Die Linke nahm den DGB-Vorschlag begeistert auf, zeigte sich aber auch einem neuen Solidaritätszuschlag gegenüber offen. Man müsse dringend verhindern, dass die Kosten des Krieges in der Ukraine "auf die Menschen abgewälzt werden, die jetzt schon nicht wissen, wie sie ihre Rechnung bezahlen können", sagte Linken-Bundesgeschäftsführer Jörg Schindler. Es sei richtig, die "Wiedereinführung der Erbschafts- und Vermögenssteuer" ins Spiel zu bringen.

Eine Vermögensabgabe sei ein Instrument sozialer Gerechtigkeit, so Schindler, aber man müsse jetzt auch wieder laut über die Wiedererhebung des Solidaritätszuschlags nachdenken. "Letztlich ist doch klar, dass die Ampelkoalition die Kosten des Ukraine-Krieges nicht einfach laufen lassen darf", erklärte Schindler weiter. Die Regierung müsse jetzt dringend einen Plan vorlegen, wie diese finanziert werden sollten.

FDP lehnt Steuererhöhung ab

Die FDP lehnte den Vorschlag dagegen ab. FDP-Fraktionschef im Bundestag, Christian Dürr, machte deutlich, dass es mit seiner Partei keinen neuen Soli geben werde. Die Preise seien ohnehin schon in die Höhe geschossen und gerade Menschen mit kleineren Einkommen hätten mit dieser Belastung ohnehin schon schwer zu kämpfen.

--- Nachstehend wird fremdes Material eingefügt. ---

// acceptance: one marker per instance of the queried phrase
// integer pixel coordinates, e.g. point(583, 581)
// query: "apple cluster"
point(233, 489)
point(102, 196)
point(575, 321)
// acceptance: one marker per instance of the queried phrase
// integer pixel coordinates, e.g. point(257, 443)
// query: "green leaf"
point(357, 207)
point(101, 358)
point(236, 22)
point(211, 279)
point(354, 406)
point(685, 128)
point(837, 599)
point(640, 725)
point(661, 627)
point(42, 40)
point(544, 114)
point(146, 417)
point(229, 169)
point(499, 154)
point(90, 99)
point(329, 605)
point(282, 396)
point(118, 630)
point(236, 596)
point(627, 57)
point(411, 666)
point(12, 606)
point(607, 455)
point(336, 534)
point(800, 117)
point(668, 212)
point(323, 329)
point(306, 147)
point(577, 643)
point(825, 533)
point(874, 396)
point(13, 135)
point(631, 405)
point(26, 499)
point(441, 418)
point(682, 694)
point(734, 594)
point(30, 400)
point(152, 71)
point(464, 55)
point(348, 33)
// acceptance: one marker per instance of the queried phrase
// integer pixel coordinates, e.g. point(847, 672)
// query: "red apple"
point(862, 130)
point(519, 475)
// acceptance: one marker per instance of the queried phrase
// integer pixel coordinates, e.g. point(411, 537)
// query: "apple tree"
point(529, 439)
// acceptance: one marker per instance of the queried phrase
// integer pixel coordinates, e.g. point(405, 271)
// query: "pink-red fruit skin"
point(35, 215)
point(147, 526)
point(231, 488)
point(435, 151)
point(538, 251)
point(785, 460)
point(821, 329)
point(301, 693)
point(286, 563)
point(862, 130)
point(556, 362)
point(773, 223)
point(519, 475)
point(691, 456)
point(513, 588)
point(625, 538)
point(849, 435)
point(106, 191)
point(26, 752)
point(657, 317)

Dem pflichtete der Bund der Steuerzahler bei. Dessen Präsident, Reiner Holznagel, hatte gegenüber der Rheinischen Post gesagt: "Die Idee, den alten Solidaritätszuschlag zu reaktivieren oder sogar einen neuen Soli einzuführen, beachtet nicht, dass die Steuereinnahmen weiter stabil gestiegen sind". Außerdem blende die Diskussion die verfassungsrechtlichen Rahmenbedingungen völlig aus. "Schon über den bestehenden Soli muss das Bundesverfassungsgericht erst einmal befinden – damit sind viele Probleme verbunden", so Holznagel.

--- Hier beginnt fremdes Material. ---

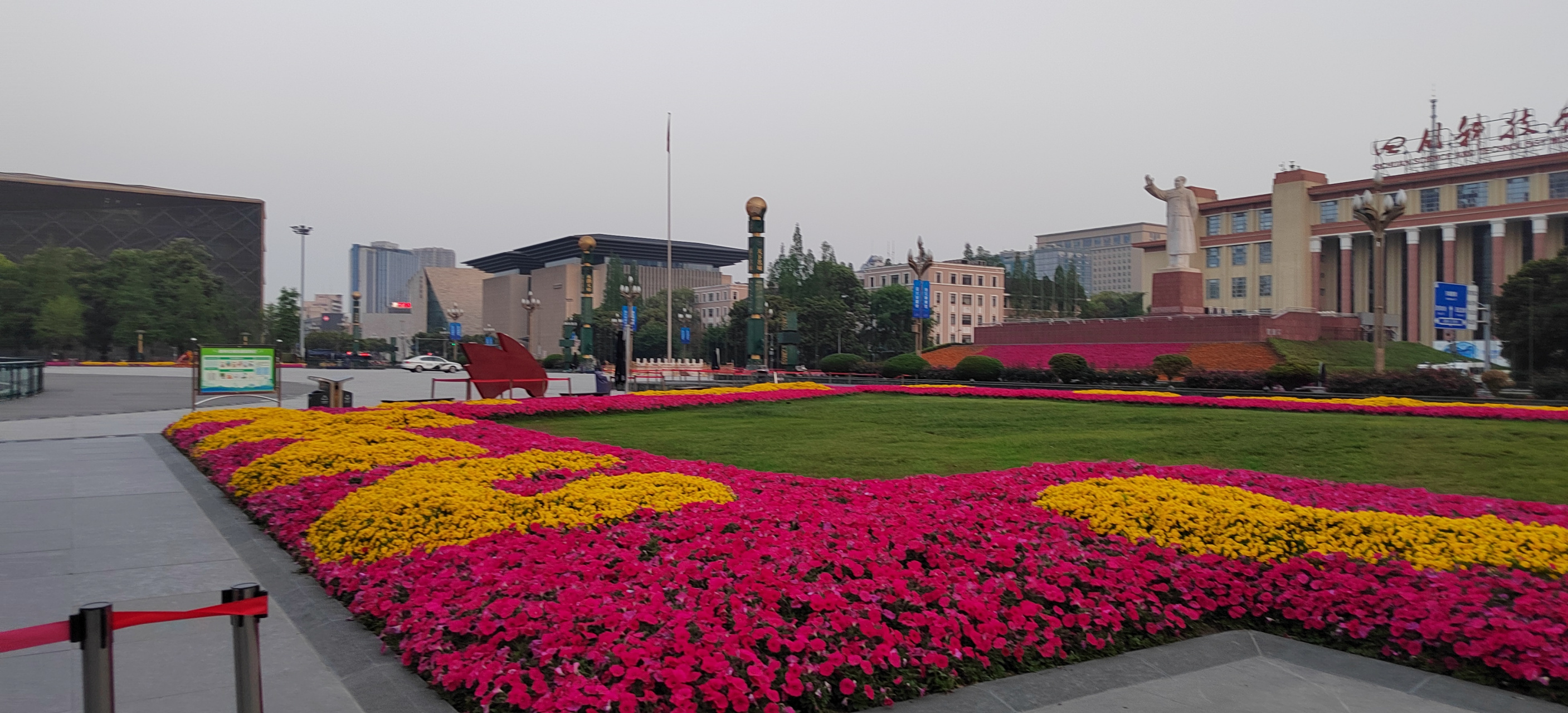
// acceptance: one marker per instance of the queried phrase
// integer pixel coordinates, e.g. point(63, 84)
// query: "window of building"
point(1518, 190)
point(1471, 195)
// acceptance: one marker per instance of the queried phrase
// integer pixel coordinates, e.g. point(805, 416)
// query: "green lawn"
point(888, 436)
point(1358, 355)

Danyal Bayaz (Grüne), Finanzminister von Baden-Württemberg, forderte zu einem Umdenken auf. Zwar seien Steuererhöhungen in der akuten Krise Gift für die Konjunktur, doch: "Wer aber einen Haushalt mit Rekordschulden in Höhe von fast 250 Milliarden Euro vorlegt und jede Debatte darüber, wer die Lasten dafür tragen soll, kategorisch ablehnt, lehnt verantwortungslos auf Kosten zukünftiger Generationen".

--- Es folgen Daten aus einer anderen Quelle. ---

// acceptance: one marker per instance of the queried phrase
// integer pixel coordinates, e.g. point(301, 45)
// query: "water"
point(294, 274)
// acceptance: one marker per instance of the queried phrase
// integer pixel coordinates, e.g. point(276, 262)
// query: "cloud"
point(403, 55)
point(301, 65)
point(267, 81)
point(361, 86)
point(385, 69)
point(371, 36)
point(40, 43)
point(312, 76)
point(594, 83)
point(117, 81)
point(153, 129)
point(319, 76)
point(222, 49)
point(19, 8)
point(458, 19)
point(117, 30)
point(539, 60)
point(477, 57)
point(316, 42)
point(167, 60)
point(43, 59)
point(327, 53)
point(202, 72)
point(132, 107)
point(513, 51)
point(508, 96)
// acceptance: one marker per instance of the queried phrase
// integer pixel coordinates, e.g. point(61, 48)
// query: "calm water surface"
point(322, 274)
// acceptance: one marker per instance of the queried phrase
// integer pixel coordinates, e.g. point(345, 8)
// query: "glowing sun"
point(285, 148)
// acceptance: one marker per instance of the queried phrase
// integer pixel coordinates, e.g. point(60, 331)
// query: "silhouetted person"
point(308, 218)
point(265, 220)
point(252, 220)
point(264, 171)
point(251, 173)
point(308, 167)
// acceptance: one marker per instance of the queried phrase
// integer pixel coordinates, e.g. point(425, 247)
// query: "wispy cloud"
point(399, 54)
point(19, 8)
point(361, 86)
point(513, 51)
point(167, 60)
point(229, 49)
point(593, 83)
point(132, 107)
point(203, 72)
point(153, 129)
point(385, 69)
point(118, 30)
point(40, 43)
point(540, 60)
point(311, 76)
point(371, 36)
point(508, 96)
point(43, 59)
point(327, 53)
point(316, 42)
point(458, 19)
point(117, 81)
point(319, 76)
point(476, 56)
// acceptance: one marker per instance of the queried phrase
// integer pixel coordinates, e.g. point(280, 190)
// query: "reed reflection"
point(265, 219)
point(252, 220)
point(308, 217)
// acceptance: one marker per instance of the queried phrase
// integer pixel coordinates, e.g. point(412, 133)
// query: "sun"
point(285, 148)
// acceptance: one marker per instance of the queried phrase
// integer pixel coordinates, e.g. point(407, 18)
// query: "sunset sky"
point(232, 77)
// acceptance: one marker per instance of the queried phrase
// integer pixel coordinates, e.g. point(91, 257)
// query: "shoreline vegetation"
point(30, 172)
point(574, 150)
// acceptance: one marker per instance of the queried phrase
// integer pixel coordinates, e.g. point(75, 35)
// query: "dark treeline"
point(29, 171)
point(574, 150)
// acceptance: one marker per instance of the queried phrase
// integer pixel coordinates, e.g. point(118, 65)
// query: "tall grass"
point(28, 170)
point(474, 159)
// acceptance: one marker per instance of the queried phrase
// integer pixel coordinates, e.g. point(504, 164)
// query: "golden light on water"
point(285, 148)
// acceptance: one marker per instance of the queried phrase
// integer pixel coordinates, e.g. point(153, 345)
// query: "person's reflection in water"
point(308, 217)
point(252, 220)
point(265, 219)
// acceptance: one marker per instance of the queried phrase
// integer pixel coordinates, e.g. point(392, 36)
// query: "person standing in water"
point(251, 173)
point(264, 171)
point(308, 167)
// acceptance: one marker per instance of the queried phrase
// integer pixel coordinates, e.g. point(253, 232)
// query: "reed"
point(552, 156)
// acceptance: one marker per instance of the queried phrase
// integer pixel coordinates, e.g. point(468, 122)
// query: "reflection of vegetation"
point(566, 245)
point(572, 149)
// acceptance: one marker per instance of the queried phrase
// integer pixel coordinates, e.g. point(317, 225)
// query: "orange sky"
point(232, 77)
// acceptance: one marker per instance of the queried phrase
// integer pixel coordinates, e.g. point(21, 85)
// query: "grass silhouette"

Zuspruch bekam Kraemers Vorstoss jetzt von einem der einflussreichsten Ökonomen Deutschlands, Marcel Fratzscher, dem Präsidenten des Deutschen Instituts für Wirtschaftsforschung (DIW). Gegenüber t-online.de sagte er, der Staat brauche mehr Einnahmen und deshalb sei die Wiedereinführung des Solis prinzipiell eine gute Idee. Doch es sei nur die zweitbeste.

"Besser wäre eine faire Erbschaftssteuer, die Begünstigungen für große Erbschaften abschafft", so Fratzscher. Außerdem plädierte er dafür, die Grundsteuer deutlich anzuheben. "Dadurch hätte der Staat dauerhaft mehr Steuereinnahmen zur Verfügung." Gleichzeitig würden ärmere Haushalte nicht unnötig belastet.